Re: [RFC PATCH v2 00/21] QEMU gmem implemention

Xiaoyao Li <xiaoyao.li@xxxxxxxxx> · Fri, 15 Sep 2023 11:37:26 +0800

On 9/14/2023 9:09 PM, David Hildenbrand wrote:
On 14.09.23 05:50, Xiaoyao Li wrote:
It's the v2 RFC of enabling KVM gmem[1] as the backend for private
memory.

For confidential-computing, KVM provides gmem/guest_mem interfaces for
userspace, like QEMU, to allocate user-unaccesible private memory. This
series aims to add gmem support in QEMU's RAMBlock so that each RAM can
have both hva-based shared memory and gmem_fd based private memory. QEMU
does the shared-private conversion on KVM_MEMORY_EXIT and discards the
memory.

It chooses the design that adds "private" property to hostmeory backend.
If "private" property is set, QEMU will allocate/create KVM gmem when
initialize the RAMbloch of the memory backend.

This sereis also introduces the first user of kvm gmem,
KVM_X86_SW_PROTECTED_VM. A KVM_X86_SW_PROTECTED_VM with private KVM gmem
can be created with

   $qemu -object sw-protected-vm,id=sp-vm0 \
    -object memory-backend-ram,id=mem0,size=1G,private=on \
    -machine 
q35,kernel_irqchip=split,confidential-guest-support=sp-vm0,memory-backend=mem0 \
    ...

Unfortunately this patch series fails the boot of OVMF at very early
stage due to triple fault, because KVM doesn't support emulating 
string IO
to private memory.

Is support being added? Or have we figured out what it would take to 
make it work?

Hi David,

I only reply the questions that werrn't covered by Sean's reply.

How does this interact with other features (memory ballooning, virtiofs, 
vfio/mdev/...)?

I need time to learn them before I can answer it.

This version still leave some opens to be discussed:
1. whether we need "private" propery to be user-settable?

    It seems unnecessary because vm-type is determined. If the VM is
    confidential-guest, then the RAM of the guest must be able to be
    mapped as private, i.e., have kvm gmem backend. So QEMU can
    determine the value of "private" property automatiacally based on vm
    type.

    This also aligns with the board internal MemoryRegion that needs to
    have kvm gmem backend, e.g., TDX requires OVMF to act as private
    memory so bios memory region needs to have kvm gmem fd associated.
    QEMU no doubt will do it internally automatically.

Would it make sense to have some regions without "pivate" semantics? 
Like NVDIMMs?

Of course it can have regions without "private" semantics.
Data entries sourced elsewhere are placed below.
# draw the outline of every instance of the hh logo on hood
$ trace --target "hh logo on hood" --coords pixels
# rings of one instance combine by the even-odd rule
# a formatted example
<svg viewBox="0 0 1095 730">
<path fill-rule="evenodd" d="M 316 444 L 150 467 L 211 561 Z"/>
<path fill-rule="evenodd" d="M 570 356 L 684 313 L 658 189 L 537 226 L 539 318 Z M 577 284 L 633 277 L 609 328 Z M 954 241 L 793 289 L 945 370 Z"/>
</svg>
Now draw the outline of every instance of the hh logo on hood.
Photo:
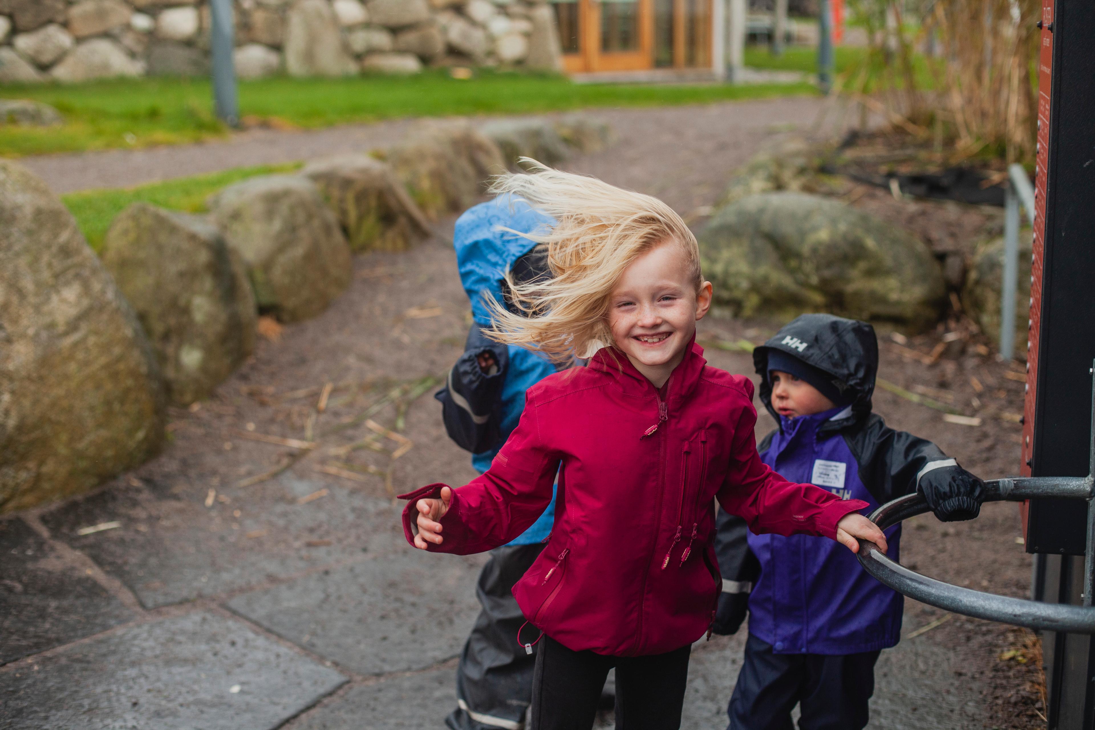
<svg viewBox="0 0 1095 730">
<path fill-rule="evenodd" d="M 804 343 L 803 340 L 798 339 L 797 337 L 792 337 L 791 335 L 787 335 L 786 337 L 784 337 L 783 341 L 780 343 L 780 344 L 781 345 L 786 345 L 787 347 L 793 347 L 796 350 L 798 350 L 799 352 L 802 352 L 807 347 L 809 347 L 809 343 Z"/>
</svg>

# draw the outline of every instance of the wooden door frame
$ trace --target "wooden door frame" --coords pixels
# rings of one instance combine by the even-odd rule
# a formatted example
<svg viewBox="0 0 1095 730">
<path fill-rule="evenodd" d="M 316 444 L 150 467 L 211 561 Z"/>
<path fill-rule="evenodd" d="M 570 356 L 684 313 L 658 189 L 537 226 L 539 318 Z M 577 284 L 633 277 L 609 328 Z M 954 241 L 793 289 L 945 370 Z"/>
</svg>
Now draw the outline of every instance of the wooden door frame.
<svg viewBox="0 0 1095 730">
<path fill-rule="evenodd" d="M 707 3 L 707 21 L 714 27 L 715 0 Z M 578 0 L 578 53 L 563 55 L 563 69 L 567 73 L 590 71 L 645 71 L 654 68 L 654 0 L 637 0 L 638 50 L 623 53 L 601 51 L 601 23 L 599 0 Z M 685 67 L 684 0 L 673 0 L 673 68 Z M 706 55 L 713 58 L 715 43 L 712 33 L 705 34 Z M 698 67 L 702 68 L 702 67 Z"/>
</svg>

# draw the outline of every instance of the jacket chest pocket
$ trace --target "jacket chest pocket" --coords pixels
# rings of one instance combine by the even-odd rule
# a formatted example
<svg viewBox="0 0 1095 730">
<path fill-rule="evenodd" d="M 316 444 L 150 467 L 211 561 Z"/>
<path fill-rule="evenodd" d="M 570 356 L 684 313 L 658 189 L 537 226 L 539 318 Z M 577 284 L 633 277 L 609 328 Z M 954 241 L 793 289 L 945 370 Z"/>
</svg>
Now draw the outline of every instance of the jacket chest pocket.
<svg viewBox="0 0 1095 730">
<path fill-rule="evenodd" d="M 683 565 L 692 554 L 692 543 L 699 536 L 703 495 L 706 491 L 707 460 L 707 431 L 701 430 L 681 447 L 680 478 L 677 485 L 677 526 L 666 557 L 661 560 L 662 570 L 672 561 L 678 543 L 687 540 L 678 565 Z M 672 486 L 672 483 L 667 485 L 670 494 Z"/>
</svg>

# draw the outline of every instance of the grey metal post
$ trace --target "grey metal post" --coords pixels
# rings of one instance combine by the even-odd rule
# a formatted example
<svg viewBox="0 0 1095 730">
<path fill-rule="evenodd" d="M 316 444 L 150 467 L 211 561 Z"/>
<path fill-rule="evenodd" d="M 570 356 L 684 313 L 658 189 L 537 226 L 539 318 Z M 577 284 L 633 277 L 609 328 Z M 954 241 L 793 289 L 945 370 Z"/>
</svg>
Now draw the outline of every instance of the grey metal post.
<svg viewBox="0 0 1095 730">
<path fill-rule="evenodd" d="M 829 0 L 818 1 L 818 83 L 826 94 L 832 89 L 832 8 Z"/>
<path fill-rule="evenodd" d="M 1004 277 L 1000 287 L 1000 359 L 1015 356 L 1015 288 L 1019 280 L 1019 198 L 1008 183 L 1004 193 Z"/>
<path fill-rule="evenodd" d="M 1095 488 L 1095 362 L 1092 363 L 1092 434 L 1091 455 L 1087 466 L 1087 478 Z M 1095 494 L 1087 500 L 1087 549 L 1084 552 L 1084 605 L 1095 603 L 1092 593 L 1095 592 Z"/>
<path fill-rule="evenodd" d="M 210 0 L 212 15 L 212 90 L 217 117 L 229 127 L 240 124 L 240 103 L 235 93 L 235 68 L 232 51 L 235 46 L 232 27 L 232 0 Z"/>
<path fill-rule="evenodd" d="M 787 0 L 775 0 L 772 19 L 772 55 L 783 55 L 783 44 L 787 35 Z"/>
</svg>

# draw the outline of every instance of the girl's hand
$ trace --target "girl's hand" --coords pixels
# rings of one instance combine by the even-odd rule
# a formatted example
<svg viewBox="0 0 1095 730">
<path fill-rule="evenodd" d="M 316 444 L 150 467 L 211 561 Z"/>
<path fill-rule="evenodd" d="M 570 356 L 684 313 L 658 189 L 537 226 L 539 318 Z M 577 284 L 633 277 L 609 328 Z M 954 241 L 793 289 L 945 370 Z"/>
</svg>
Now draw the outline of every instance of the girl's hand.
<svg viewBox="0 0 1095 730">
<path fill-rule="evenodd" d="M 441 544 L 441 524 L 438 522 L 445 513 L 449 511 L 452 503 L 452 489 L 441 487 L 440 499 L 419 499 L 415 507 L 418 508 L 418 534 L 414 536 L 414 546 L 420 551 L 427 549 L 426 543 Z"/>
<path fill-rule="evenodd" d="M 418 519 L 420 520 L 422 518 Z M 878 525 L 862 514 L 852 512 L 851 514 L 845 514 L 841 518 L 840 522 L 837 523 L 837 542 L 853 553 L 858 553 L 860 543 L 856 537 L 860 540 L 869 540 L 877 545 L 878 549 L 883 553 L 888 549 L 886 545 L 886 535 L 884 535 L 883 531 L 878 529 Z"/>
</svg>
Whether a region needs "private" backend depends on the definition of VM 
type. E.g., for TDX,
 - all the RAM needs to able to mapped as private. So it needs private 
gmem.
 - TDVF(OVMF) code must be mapped as private. So it needs private gmem.
 - MMIO region needs to be shared for TDX 1.0, and it doesn't need 
private gmem;

2. hugepage support.

    KVM gmem can be allocated from hugetlbfs. How does QEMU determine
    when to allocate KVM gmem with KVM_GUEST_MEMFD_ALLOW_HUGEPAGE. The
    easiest solution is create KVM gmem with 
KVM_GUEST_MEMFD_ALLOW_HUGEPAGE
    only when memory backend is HostMemoryBackendFile of hugetlbfs.

Good question.

Probably "if the memory backend uses huge pages, also use huge pages for 
the private gmem" makes sense.

... but it becomes a mess with preallocation ... which is what people 
should actually be using with hugetlb. Andeventual double 
memory-consumption ... but maybe that's all been taken care of already?

Probably it's best to leave hugetlb support as future work and start 
with something minimal.

As Sean replied, I had some misunderstanding of 
KVM_GUEST_MEMFD_ALLOW_HUGEPAGE. If it's for THP, I think we can allow it 
for every gmem.

As for hugetlb, we can leave it as future work.